Bankruptcy law, however, is more developed, and therefore bankruptcy is a more predictable process than a receivership.  Further, if not checked by the court, the receiver’s fees and expenses can become more costly than an involuntary bankruptcy.  Further, the Receiver is a “Super Creditor,” who will get paid first, even before secured creditors.  Lastly, creditors, and specifically the petitioning creditor, can be liable for receiver’s fees and expenses, if the assets of the debtor are not sufficient to cover the cost of the receivership.

An involuntary bankruptcy can be used to marshal and preserve the debtor’s assets.

In appropriate cases, if a creditor suspects that a debtor is dissipating assets and intends to not pay debts, the creditors can force the debtor into bankruptcy by filing for an "involuntary bankruptcy" under Section 303 of the Bankruptcy Code. 
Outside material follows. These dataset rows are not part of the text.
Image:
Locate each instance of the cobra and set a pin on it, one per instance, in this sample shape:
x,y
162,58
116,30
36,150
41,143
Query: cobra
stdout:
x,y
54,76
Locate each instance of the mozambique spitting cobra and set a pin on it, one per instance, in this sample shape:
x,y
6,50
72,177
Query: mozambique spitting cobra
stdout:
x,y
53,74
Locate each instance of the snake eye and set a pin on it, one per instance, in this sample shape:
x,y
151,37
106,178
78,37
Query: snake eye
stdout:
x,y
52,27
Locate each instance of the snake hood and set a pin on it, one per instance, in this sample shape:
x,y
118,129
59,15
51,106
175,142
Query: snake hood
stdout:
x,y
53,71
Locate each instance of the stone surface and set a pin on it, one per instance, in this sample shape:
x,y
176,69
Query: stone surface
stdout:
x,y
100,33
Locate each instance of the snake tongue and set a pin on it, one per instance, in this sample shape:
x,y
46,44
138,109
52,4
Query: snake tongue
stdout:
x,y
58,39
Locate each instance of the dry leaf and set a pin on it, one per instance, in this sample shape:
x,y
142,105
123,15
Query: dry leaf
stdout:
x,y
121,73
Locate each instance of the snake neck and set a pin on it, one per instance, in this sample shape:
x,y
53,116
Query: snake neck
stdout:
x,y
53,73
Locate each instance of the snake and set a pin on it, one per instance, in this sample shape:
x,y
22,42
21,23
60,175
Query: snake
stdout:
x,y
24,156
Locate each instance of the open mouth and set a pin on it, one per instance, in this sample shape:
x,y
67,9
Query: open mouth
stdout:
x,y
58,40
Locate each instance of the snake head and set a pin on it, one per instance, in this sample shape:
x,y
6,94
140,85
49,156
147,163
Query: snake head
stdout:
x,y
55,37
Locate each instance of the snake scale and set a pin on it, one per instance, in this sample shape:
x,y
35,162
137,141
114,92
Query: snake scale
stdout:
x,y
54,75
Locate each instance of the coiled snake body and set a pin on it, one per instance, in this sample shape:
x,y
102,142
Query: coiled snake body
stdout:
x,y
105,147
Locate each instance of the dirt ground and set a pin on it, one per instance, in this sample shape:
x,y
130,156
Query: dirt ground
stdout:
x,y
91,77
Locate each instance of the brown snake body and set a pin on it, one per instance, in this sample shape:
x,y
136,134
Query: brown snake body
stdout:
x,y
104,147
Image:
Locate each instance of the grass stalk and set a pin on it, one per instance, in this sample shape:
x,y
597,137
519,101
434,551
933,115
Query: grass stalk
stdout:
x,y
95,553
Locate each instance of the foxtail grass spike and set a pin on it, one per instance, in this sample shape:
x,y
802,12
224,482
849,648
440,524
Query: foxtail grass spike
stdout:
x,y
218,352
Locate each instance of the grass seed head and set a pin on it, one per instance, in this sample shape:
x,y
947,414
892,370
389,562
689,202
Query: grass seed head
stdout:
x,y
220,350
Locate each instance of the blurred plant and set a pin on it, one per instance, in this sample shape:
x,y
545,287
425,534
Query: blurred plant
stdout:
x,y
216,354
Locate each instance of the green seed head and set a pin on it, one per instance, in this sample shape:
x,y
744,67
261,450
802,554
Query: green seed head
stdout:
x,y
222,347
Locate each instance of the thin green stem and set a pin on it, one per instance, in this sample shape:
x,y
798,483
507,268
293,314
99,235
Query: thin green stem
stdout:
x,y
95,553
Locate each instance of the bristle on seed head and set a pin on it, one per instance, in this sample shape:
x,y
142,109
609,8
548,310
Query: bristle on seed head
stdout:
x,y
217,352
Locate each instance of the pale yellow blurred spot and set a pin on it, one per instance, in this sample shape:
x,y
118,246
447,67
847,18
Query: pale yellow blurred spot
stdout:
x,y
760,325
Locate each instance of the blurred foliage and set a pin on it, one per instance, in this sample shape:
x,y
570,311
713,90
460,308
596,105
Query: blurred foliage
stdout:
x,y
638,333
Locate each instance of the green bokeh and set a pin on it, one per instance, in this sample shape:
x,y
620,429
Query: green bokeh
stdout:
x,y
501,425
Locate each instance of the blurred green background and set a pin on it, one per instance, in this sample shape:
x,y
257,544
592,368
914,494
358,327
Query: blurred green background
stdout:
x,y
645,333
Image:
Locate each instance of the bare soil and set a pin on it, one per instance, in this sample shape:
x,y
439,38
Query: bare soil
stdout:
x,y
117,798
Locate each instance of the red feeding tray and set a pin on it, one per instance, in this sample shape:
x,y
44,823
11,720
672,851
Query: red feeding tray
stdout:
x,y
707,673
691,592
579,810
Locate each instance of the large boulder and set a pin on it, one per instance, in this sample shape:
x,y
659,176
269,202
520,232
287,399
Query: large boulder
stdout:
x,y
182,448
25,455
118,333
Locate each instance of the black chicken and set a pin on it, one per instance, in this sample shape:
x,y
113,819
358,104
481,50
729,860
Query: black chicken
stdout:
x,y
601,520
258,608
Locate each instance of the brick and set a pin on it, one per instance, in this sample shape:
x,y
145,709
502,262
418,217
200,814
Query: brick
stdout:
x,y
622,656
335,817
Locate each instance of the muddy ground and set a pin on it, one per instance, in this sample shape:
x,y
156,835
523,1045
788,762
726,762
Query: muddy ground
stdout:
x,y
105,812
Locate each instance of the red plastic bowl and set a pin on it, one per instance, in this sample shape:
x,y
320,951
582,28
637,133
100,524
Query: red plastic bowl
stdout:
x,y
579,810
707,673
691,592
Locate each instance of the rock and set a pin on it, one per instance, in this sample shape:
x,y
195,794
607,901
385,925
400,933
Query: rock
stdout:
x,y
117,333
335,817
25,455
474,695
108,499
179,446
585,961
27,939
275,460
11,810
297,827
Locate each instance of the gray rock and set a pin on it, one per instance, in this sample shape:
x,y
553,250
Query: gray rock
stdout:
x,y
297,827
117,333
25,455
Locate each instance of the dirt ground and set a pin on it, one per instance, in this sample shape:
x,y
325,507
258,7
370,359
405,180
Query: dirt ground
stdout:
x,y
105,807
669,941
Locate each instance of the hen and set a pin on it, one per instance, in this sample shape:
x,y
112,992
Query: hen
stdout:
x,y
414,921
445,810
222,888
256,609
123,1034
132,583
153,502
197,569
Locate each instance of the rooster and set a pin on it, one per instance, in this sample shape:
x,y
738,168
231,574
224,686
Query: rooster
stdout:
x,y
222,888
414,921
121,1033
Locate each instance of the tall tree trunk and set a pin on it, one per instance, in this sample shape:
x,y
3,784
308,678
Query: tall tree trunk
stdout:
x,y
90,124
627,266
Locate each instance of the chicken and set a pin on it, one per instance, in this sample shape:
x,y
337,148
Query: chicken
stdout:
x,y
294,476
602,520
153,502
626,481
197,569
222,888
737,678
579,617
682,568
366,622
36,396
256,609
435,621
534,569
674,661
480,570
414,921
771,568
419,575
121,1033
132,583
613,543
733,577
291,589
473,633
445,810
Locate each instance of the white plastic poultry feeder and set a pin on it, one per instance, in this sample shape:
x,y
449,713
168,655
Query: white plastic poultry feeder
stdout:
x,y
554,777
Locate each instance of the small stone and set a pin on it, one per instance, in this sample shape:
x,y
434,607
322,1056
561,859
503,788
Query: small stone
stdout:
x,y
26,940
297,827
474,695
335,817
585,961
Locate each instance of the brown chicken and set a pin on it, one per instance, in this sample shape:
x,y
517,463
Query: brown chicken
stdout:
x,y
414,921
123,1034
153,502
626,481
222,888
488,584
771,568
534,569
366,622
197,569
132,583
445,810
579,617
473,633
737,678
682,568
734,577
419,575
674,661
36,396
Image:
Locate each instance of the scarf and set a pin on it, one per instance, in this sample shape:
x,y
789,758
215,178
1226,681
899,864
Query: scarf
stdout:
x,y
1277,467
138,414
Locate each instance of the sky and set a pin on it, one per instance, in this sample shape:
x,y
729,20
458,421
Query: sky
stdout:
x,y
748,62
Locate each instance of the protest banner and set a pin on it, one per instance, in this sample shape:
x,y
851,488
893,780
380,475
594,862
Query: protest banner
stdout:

If successful, forcing the debtor into an involuntary bankruptcy compels the distribution of the debtor's assets for the benefit of all the creditors in accordance with bankruptcy laws.  However, creditors must be judicious in their use of involuntary bankruptcy as a remedy, because the filing of an involuntary bankruptcy tends to severely and adversely affect the debtor's financial reputation and business operations.  If the petition for involuntary bankruptcy is dismissed, the court will likely award the debtor its costs and reasonable attorneys’ fees for defending the suit.  Further, if the court finds that the petition for involuntary bankruptcy was filed "in bad faith," it may award the debtor his actual damages caused by your filing as well as punitive damages.

III. Conclusion

Although Grupo Mexicano reaffirmed the limitations to the use of preliminary injunctions by unsecured creditors to freeze debtors’ assets during litigation, there are exceptions to Grupo Mexicano which allow such injunctive relief in certain limited circumstances.  Further, there are other remedies available which could allow a creditor to marshal and preserve the debtor’s assets during litigation, especially where the creditor suspects that the debtor will transfer assets so as to render any judgment meaningless.